Sebelumnya, Steve Emanuel juga tertangkap, dan kini tengah didakwa 9 tahun penjara karena kepemilikan sabu. Sebelumnya lagi Zul Zivilia, yang terancam hukuman mati, karena ditersangkakan sebagai pengedar. Atau Jufiter Fortissimo yang berkali-kali tertangkap, mengaku jera, lalu terciduk lagi. Ada juga Edo, mantan finalis Indonesian Idol, serta Caca, personel duo molek. Jika ditarik jauh ke belakang lagi, makin banyak nama ini.  

Apa yang sebenarnya terjadi? Mengapa tak ada efek jera pada mereka yang sudah mencandu, meski ancaman hukuman mati, seperti yang diterakan pada Steve dan Zul juga membayangi? Mengapa tak ada nalar bahwa narkoba bagaimanapun bukanlah jalan keluar melainkan masalah yang tak akan kelar.

Seperti korupsi, narkoba bak jamur di musim hujan: ditangkap satu, tumbuh seribu. Sampai muncul adagium, mendapatkan narkoba di negeri ini sama mudahnya dengan membeli air mineral. Indonesia, tampaknya, memang sudah lama menjadi surga bagi pengedar dan pecandu. Bahkan, saat Nunung ditangkap, BNN-Bea Cukai juga berhasil menggagalkan 38 kg sabu di Kaltara yang akan dikirim ke Samarinda. Bayangkan, 38 kg!

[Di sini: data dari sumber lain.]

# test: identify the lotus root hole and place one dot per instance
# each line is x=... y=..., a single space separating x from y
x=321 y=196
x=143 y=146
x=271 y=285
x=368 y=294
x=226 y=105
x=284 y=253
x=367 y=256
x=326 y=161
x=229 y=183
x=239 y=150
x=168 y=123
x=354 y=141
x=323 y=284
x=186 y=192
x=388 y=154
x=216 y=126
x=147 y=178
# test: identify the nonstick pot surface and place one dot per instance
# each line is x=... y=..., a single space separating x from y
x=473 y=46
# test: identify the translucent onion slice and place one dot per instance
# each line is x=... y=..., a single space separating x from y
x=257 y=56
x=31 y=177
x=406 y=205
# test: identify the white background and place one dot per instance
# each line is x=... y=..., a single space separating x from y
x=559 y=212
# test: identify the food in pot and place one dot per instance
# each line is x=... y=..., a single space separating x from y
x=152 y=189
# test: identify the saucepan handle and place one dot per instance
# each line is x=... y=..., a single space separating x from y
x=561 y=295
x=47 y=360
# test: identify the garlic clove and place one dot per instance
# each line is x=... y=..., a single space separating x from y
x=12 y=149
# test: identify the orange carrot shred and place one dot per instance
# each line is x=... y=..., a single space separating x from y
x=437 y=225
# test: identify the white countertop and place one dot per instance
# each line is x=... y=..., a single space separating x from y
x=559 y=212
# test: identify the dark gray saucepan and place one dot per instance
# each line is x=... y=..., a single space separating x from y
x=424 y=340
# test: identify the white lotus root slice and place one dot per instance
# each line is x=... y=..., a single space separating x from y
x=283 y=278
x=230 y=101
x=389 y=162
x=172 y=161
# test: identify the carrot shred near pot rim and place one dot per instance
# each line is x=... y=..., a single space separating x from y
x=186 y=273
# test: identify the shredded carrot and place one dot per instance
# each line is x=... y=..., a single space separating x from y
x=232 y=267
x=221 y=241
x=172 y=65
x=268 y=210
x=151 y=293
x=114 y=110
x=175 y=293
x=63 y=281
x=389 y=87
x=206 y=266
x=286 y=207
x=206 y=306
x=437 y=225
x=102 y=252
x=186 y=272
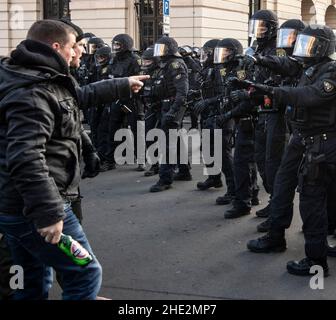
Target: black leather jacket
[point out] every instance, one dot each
(40, 143)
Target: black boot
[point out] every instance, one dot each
(269, 243)
(265, 226)
(153, 171)
(236, 213)
(264, 213)
(255, 200)
(331, 251)
(210, 183)
(225, 200)
(160, 186)
(303, 267)
(183, 176)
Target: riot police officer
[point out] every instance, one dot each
(194, 72)
(226, 65)
(286, 180)
(171, 88)
(150, 66)
(270, 131)
(208, 77)
(124, 63)
(100, 115)
(314, 117)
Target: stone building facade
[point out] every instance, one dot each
(192, 22)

Banyak pihak pesimis terhadap penanganan narkoba di negeri ini, sama seperti korupsi. Sebabnya satu, aparat sangat sibuk pada upaya penindakan, dan bukan pencegahan. Padahal, selama pencegahan tidak menjadi langkah vital dan prioritas, maka sekuat apapun penindakan tidak akan memberikan dampak apapun. Selama pasokan narkoba terus mengalir, selama orang begitu gampang mendapatkannya, maka surga narkoba hanya persoalan waktu saja.

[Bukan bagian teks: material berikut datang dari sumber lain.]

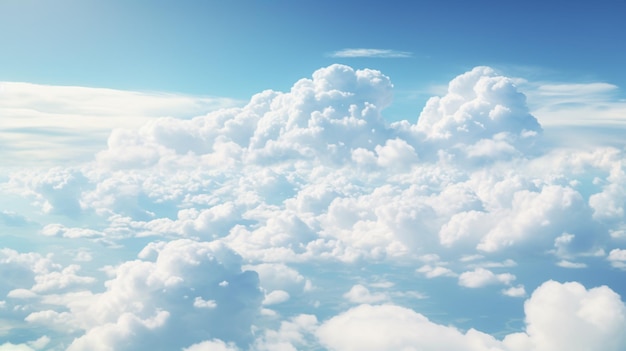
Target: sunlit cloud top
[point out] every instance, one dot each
(379, 53)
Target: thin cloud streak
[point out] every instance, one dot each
(378, 53)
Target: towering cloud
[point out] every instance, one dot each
(303, 219)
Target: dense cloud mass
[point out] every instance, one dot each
(304, 220)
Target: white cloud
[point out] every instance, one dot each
(275, 297)
(570, 264)
(575, 104)
(212, 345)
(569, 317)
(559, 316)
(389, 327)
(360, 294)
(481, 277)
(307, 187)
(63, 124)
(515, 291)
(437, 271)
(381, 53)
(617, 257)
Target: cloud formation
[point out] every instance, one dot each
(380, 53)
(303, 218)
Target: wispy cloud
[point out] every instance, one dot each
(380, 53)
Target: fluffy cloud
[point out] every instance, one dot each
(480, 277)
(314, 191)
(569, 317)
(360, 294)
(72, 123)
(558, 316)
(154, 300)
(482, 112)
(390, 327)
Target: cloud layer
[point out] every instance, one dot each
(303, 219)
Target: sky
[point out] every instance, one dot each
(299, 175)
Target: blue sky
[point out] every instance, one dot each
(299, 175)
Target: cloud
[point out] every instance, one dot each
(481, 277)
(63, 124)
(558, 316)
(437, 271)
(360, 294)
(377, 53)
(617, 257)
(153, 301)
(575, 104)
(515, 291)
(212, 345)
(566, 316)
(289, 201)
(390, 327)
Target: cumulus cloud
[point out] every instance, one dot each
(286, 201)
(360, 294)
(390, 327)
(153, 302)
(617, 257)
(381, 53)
(568, 316)
(480, 277)
(558, 315)
(52, 124)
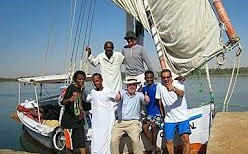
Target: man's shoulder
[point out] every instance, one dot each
(117, 53)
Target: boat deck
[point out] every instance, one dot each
(229, 133)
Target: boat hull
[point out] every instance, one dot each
(44, 140)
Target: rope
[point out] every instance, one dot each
(36, 97)
(232, 83)
(236, 77)
(77, 35)
(73, 17)
(92, 16)
(86, 28)
(209, 84)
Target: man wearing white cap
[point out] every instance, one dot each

Tak heran jika Ombudsman mengkritik cara aparat menangani narkoba.  Anggota Ombudsman Ninik Rahayu menilai selama terus terjadi penangkapan dan pemenjaraan, maka akan terjadi penyesakan di lapas. Ninik menegaskan pentingnya upaya rehabilitasi sebagai jalan keluar dari korban narkoba.  Ninik menilai, penegak hukum mulai penyidik sampai penuntut dan hakim harus mengubah cara pemidanaan pengguna narkoba dengan menggunakan rehabilitasi secara sistemik. Hal ini karena pemenjaraan tidak manjur sebagai pemicu efek jera. Penjara yang kepenuhan dan sesak dari pengguna akan menjadi masalah tersendiri juga.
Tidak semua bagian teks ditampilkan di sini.